Frage: Der "synodale Weg" ist – Sie haben es gesagt – bislang erst vage skizziert. Trotzdem wird schon jetzt gefragt, was eigentlich das Ziel dieses Prozesses sein soll. Immerhin können bei zentralen Fragen Antworten nur gemeinsam mit Rom gefunden werden. Sind Enttäuschungen da nicht zwangsläufig vorprogrammiert?
Knop: Natürlich muss man sich im Klaren darüber sein, was eine Ortskirche allein erreichen kann und wo die Grenzen sind. Es wäre aber doch ein starkes Signal, wenn die Kirche in Deutschland am Ende des nun vorgestellten Prozesses zu mutigen Ergebnissen käme und diese dann in die weltkirchliche Debatte einbringen würde. Es gibt ja auch aus Rom starke Signale, die Weltkirche zu dezentralisieren und die Ortskirchen und ihre Kompetenzen stärken zu wollen. Dies kann aber nicht allein von oben nach unten gelingen. Einzelne Ortskirchen müssen in den Fragen, die vor Ort anstehen, vorangehen und Gedanken und Lösungen vor Ort erproben.

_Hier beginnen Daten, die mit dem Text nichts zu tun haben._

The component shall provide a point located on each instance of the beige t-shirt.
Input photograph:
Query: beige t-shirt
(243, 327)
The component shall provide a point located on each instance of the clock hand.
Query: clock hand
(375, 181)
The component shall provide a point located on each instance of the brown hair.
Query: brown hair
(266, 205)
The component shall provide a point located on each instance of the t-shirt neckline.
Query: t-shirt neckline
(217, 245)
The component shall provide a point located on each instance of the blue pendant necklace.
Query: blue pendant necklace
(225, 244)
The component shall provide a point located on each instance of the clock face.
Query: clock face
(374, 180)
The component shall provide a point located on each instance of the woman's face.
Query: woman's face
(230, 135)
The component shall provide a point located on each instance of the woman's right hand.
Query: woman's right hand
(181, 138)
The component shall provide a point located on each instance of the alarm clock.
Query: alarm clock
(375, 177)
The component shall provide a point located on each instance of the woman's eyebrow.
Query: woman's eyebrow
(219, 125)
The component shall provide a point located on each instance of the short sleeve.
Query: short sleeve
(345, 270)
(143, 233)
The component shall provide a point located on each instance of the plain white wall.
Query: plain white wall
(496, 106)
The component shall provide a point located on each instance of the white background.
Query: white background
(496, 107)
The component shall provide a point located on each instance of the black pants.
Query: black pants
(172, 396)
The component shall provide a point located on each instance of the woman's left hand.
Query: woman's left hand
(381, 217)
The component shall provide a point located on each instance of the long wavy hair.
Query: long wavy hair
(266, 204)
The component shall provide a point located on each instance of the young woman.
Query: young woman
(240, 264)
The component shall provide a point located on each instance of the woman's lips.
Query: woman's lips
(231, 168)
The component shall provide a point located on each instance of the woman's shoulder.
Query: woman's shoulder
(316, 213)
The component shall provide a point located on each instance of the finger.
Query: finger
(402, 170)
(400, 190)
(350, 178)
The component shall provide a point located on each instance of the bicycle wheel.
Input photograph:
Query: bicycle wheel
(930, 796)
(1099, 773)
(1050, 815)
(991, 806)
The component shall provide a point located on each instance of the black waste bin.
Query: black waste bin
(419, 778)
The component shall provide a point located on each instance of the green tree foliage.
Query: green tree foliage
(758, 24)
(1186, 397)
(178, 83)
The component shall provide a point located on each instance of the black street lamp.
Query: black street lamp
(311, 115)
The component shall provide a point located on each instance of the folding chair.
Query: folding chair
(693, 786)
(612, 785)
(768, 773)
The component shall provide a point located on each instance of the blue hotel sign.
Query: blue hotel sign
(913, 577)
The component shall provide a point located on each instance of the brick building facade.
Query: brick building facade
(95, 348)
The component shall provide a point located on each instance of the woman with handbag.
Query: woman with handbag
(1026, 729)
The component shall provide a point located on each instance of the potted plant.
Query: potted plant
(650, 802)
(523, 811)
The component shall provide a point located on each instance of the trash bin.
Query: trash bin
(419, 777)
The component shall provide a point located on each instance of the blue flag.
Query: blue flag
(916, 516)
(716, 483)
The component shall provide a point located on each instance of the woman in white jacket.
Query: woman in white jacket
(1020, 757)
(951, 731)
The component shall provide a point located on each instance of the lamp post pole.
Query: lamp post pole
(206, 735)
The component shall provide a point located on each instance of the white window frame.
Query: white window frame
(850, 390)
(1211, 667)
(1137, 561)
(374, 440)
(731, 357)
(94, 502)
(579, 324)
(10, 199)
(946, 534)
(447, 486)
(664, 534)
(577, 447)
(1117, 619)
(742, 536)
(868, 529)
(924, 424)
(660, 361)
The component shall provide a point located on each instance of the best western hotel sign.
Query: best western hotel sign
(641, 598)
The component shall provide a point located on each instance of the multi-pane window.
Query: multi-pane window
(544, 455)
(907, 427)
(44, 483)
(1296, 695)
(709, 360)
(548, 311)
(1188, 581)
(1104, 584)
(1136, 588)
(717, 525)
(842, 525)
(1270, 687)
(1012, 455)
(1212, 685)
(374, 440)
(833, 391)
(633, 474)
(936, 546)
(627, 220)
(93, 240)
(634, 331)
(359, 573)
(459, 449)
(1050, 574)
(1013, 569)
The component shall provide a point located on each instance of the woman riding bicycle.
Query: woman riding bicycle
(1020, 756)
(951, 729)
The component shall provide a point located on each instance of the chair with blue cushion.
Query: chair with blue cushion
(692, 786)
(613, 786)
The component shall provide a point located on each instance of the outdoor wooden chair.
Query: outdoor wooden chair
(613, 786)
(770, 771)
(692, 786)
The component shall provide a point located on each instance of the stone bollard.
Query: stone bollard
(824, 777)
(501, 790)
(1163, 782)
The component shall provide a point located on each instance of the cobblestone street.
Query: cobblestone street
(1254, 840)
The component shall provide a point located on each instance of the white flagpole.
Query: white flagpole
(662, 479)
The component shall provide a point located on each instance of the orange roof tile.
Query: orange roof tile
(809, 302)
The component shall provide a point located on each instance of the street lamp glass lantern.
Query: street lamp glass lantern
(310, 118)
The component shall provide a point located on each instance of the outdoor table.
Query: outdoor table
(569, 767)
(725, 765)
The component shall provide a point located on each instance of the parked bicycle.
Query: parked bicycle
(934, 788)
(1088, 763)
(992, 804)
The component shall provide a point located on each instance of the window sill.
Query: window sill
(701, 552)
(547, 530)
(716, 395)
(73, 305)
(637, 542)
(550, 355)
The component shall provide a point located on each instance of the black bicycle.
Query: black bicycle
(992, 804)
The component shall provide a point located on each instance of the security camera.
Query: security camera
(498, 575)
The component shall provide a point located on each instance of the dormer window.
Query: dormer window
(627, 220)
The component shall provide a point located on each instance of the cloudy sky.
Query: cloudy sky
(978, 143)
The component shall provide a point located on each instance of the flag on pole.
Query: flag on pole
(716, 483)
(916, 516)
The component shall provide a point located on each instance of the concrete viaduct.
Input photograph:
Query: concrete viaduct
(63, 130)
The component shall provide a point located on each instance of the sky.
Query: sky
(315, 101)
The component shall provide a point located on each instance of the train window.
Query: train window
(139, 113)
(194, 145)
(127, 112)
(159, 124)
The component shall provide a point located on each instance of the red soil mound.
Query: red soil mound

Frage: Sie sind also durchaus optimistisch, was den "synodalen Weg" angeht?
Knop: Ja. Wenn es gelingt, das passende Format für die Debatte zu entwickeln und bereits in der Formatierung des Weges wirklich partizipativ vorzugehen, bin ich zuversichtlich. Dass der "synodale Weg" kein Selbstgespräch der Bischöfe unter freundlicher Beteiligung von ein paar ausgewählten Laien in beratender Funktion mit vorab definierten roten Linien sein kann, ist zumindest theoretisch allen klar. Gelingt es im Laufe des nun begonnenen Prozesses, glaubwürdige Signale für eine wirkliche Erneuerung der Kirche auszusenden, besteht vielleicht doch noch eine Chance, den tiefen Riss, der sich derzeit durch unsere Kirche zieht, zu kitten.